Phosphofructokinase deficiency in muscles and erythrocytes. Speeches Similar to type 5 glycogenosis There is also a reduced tolerance of exercise, increased glycogen content in the muscles. Hemolytic anemia may also occur.

Glycogenosis type IX[edit | edit source]

  • Phosphorylase kinase deficiency.
  • has seven subtypes
  • X bound disease
  • glycogen accumulates in the liver and / or muscles and in one subtype even in the myocardium (type 6 with infaust prognosis)

Clinical signs[edit | edit source]

  • Hepatic impairment is the same as for glycogenosis I, but very mild with good prognosis and low risk of decompensation.
  • As with type 5 glycogenosis, the muscle damage is mild

Laboratory findings[edit | edit source]

Hepatic are the same as for glycogenosis I and muscle as for glycogenosis 5, but both are milder.

Links[edit | edit source]

Related Articles[edit | edit source]

Template:Pathobiochemistry of metabolic pathways (Masopust)

External links[edit | edit source]

[1] [2] [3] [4] [5]

Reference[edit | edit source]

  • HRODEK, Otto and Jan VAVŘINEC, et al. Pediatrics. 1st edition.
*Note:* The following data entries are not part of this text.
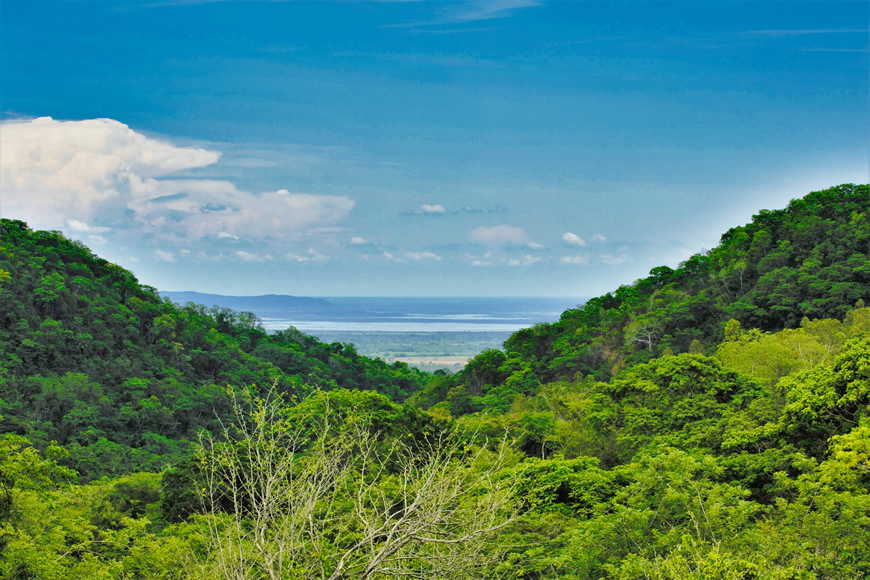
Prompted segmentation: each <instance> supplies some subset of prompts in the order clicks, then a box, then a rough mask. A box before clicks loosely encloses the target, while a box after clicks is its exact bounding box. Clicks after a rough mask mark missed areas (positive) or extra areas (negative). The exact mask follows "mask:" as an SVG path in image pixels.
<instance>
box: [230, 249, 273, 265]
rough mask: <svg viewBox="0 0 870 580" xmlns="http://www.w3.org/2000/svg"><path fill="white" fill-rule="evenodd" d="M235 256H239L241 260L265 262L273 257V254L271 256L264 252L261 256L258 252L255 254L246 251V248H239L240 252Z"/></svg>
mask: <svg viewBox="0 0 870 580" xmlns="http://www.w3.org/2000/svg"><path fill="white" fill-rule="evenodd" d="M235 256H236V257H237V258H240V259H241V260H243V261H245V262H257V263H262V262H265V261H267V260H271V259H272V256H270V255H269V254H263V255H262V256H260V255H257V254H253V253H251V252H246V251H244V250H239V251H238V252H236V253H235Z"/></svg>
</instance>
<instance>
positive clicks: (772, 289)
mask: <svg viewBox="0 0 870 580" xmlns="http://www.w3.org/2000/svg"><path fill="white" fill-rule="evenodd" d="M859 300H864V301H870V186H867V185H851V184H847V185H840V186H838V187H832V188H830V189H826V190H824V191H817V192H813V193H810V194H809V195H807V196H806V197H804V198H802V199H796V200H793V201H792V202H791V203H790V204H789V205H788V207H786V208H785V209H782V210H774V211H767V210H763V211H761V212H759V213H758V215H756V216H754V217H753V220H752V222H751V223H749V224H747V225H745V226H742V227H735V228H732V229H731V230H729V231H728V232H726V233H725V234H724V235H723V236H722V239H721V243H720V244H719V245H718V246H717V247H715V248H713V249H712V250H710V251H709V252H707V253H705V254H696V255H694V256H692V257H691V258H689V259H688V260H686V261H685V262H683V263H681V264H680V266H679V267H678V268H676V269H672V268H669V267H667V266H660V267H657V268H653V269H652V270H651V271H650V275H649V276H648V277H647V278H643V279H640V280H637V281H636V282H634V283H633V284H629V285H625V286H620V287H619V288H618V289H617V290H616V291H614V292H609V293H607V294H605V295H603V296H600V297H598V298H593V299H591V300H589V301H588V302H586V303H585V304H584V305H582V306H580V307H578V308H575V309H570V310H566V311H565V312H564V313H563V314H562V316H561V318H560V319H559V321H557V322H554V323H552V324H538V325H535V326H534V327H532V328H529V329H526V330H521V331H519V332H516V333H515V334H513V335H512V336H511V337H510V338H509V339H508V340H507V341H505V343H504V350H503V351H487V352H485V353H481V355H479V356H478V357H476V358H475V359H473V360H471V361H470V362H469V364H468V365H467V367H466V370H465V372H464V373H463V374H462V375H461V376H458V377H456V380H455V381H454V382H453V383H452V384H451V385H440V386H438V388H439V389H440V390H439V391H438V392H435V391H431V390H430V392H428V393H421V395H420V396H419V397H418V399H417V400H418V401H419V402H420V403H421V404H424V406H428V405H432V404H434V403H437V402H439V401H444V400H445V399H446V398H448V392H450V396H449V406H450V408H451V410H452V412H453V413H454V414H462V413H466V412H469V411H473V410H479V409H482V408H484V407H485V406H486V403H485V402H483V401H482V400H481V399H479V397H481V396H486V395H487V394H489V393H490V392H492V391H499V392H500V393H502V394H501V395H500V400H502V401H505V400H510V396H511V394H516V393H525V394H529V393H533V392H534V391H535V389H536V388H537V387H538V386H539V385H541V384H543V383H547V382H549V381H553V380H558V379H570V378H572V377H574V376H575V375H576V376H580V377H582V376H586V375H592V376H593V377H595V378H597V379H602V380H606V379H609V378H610V377H612V376H614V375H616V374H618V373H619V372H620V370H622V369H624V368H627V367H630V366H632V365H634V364H637V363H640V362H644V361H648V360H651V359H653V358H656V357H658V356H660V355H661V354H663V353H666V352H668V353H681V352H694V353H708V354H709V353H712V352H714V350H715V347H716V345H717V344H718V343H719V342H721V341H722V339H723V338H724V329H725V323H726V322H727V321H728V320H730V319H732V318H733V319H735V320H737V321H739V322H740V323H741V324H742V326H743V327H744V328H758V329H761V330H763V331H776V330H781V329H784V328H795V327H797V326H799V325H800V323H801V321H802V320H803V319H804V318H805V317H808V318H840V319H842V318H843V316H844V315H845V314H846V313H847V312H848V311H849V310H850V309H851V308H852V307H853V306H854V305H855V303H856V302H857V301H859ZM433 386H437V385H433ZM451 389H452V390H451ZM475 398H476V399H475ZM472 399H474V400H472Z"/></svg>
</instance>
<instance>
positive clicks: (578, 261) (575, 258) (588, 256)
mask: <svg viewBox="0 0 870 580" xmlns="http://www.w3.org/2000/svg"><path fill="white" fill-rule="evenodd" d="M559 261H560V262H561V263H563V264H575V265H582V264H588V263H589V256H586V255H584V254H576V255H574V256H562V257H561V258H559Z"/></svg>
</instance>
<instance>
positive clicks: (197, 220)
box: [0, 117, 354, 241]
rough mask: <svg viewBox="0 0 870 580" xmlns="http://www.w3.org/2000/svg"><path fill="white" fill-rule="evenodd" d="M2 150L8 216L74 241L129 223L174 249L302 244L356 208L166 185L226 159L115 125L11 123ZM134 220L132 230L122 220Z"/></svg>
mask: <svg viewBox="0 0 870 580" xmlns="http://www.w3.org/2000/svg"><path fill="white" fill-rule="evenodd" d="M0 147H2V150H3V164H2V168H0V170H2V172H0V179H2V182H3V187H4V192H3V193H4V199H3V201H4V210H5V213H6V214H7V215H11V216H14V217H16V218H18V219H24V220H26V221H28V222H30V224H31V226H33V227H41V228H50V229H57V228H59V227H60V226H61V224H64V223H66V224H67V225H68V227H69V228H70V229H71V230H72V231H75V232H81V233H93V234H99V233H103V232H101V231H99V230H100V228H95V227H93V226H91V225H89V223H92V220H93V219H94V218H95V217H96V216H100V217H106V216H114V217H115V218H116V219H126V220H128V223H126V224H125V225H126V228H127V230H128V232H133V231H135V230H137V229H138V230H139V231H140V232H143V233H145V232H147V233H149V234H153V235H156V236H158V237H162V238H164V239H166V240H169V241H178V240H182V239H188V240H190V239H197V238H203V237H206V236H219V237H226V236H225V235H224V236H222V234H227V233H228V232H234V233H233V234H229V235H231V236H238V235H244V236H245V237H255V238H269V237H272V238H279V239H300V238H304V237H306V236H308V235H310V234H309V232H310V231H313V230H315V229H316V228H318V227H322V226H329V225H334V224H335V223H337V222H339V221H341V220H343V219H344V218H346V217H347V215H348V214H349V213H350V211H351V210H352V209H353V207H354V201H353V200H351V199H349V198H347V197H340V196H327V195H314V194H308V193H291V192H289V191H287V190H286V189H281V190H278V191H275V192H265V193H260V194H254V193H250V192H245V191H241V190H239V189H238V188H236V186H235V185H234V184H232V183H230V182H229V181H223V180H209V179H193V178H184V179H164V178H166V177H169V176H174V174H177V173H178V172H180V171H185V170H194V169H198V168H203V167H206V166H208V165H212V164H214V163H216V162H217V161H218V160H219V159H220V153H218V152H215V151H208V150H206V149H203V148H199V147H177V146H175V145H173V144H171V143H169V142H167V141H162V140H159V139H154V138H151V137H147V136H145V135H142V134H140V133H137V132H136V131H133V130H132V129H130V128H129V127H128V126H127V125H124V124H123V123H119V122H118V121H114V120H112V119H93V120H87V121H55V120H53V119H51V118H48V117H45V118H40V119H35V120H32V121H24V122H21V121H14V122H7V123H3V125H2V132H0ZM130 210H132V215H133V219H132V221H130V218H129V217H125V216H127V215H128V214H129V213H130ZM117 227H120V226H117ZM117 227H116V229H117Z"/></svg>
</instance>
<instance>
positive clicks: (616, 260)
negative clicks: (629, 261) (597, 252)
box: [598, 254, 631, 266]
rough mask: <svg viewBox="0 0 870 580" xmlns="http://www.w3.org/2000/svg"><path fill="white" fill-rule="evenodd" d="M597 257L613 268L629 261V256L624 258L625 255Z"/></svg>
mask: <svg viewBox="0 0 870 580" xmlns="http://www.w3.org/2000/svg"><path fill="white" fill-rule="evenodd" d="M598 257H599V258H600V259H601V261H602V262H604V263H605V264H610V265H612V266H615V265H618V264H623V263H625V262H628V261H629V260H630V259H631V258H630V257H629V256H626V255H621V256H614V255H613V254H601V255H600V256H598Z"/></svg>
Prague: Galén, 2002.  ISBN 80-7262-178-5 .
  • ŠAŠINKA, Miroslav, Tibor ŠAGÁT and László KOVÁCS, et al. Pediatrics. 2nd edition. Bratislava: Herba, 2007.  ISBN 978-80-89171-49-1 .
  • MURRAY, Robert K., Daryl K. GRANNER, and Peter A. MAYES, et al. Harper's BIOCHEMISTRY. 4th edition. Jinočany: H + H, 2002.  ISBN 80-7319-013-3 .
  • MASOPUST, Jaroslav and Richard PRŮŠA. Pathobiochemistry of metabolic pathways. 1st edition. Prague: Charles University, 2nd Faculty of Medicine, 1999. 182 pp. 36-43. ISBN 80-238-4589-6 .
  • SLOUPKOVÁ, Eva, Stanislav VOHÁŇKA and Pavel JEŠINA. Pompe disease. Pediatrics for practice [online] . 2009, vol. 9, vol. 3, pp. 156-158, also available from < >. ISSN 1803-5264. 
  1. a b c d SLOUKOVÁ, Eva – OŠLEJŠKOVÁ, Hana – VOHÁŇKA, Stanislav. Pompeho choroba. Pediatrie pro praxi [online]2009, y. 10, p. 156–158, Available from <>. ISSN 1803-5264.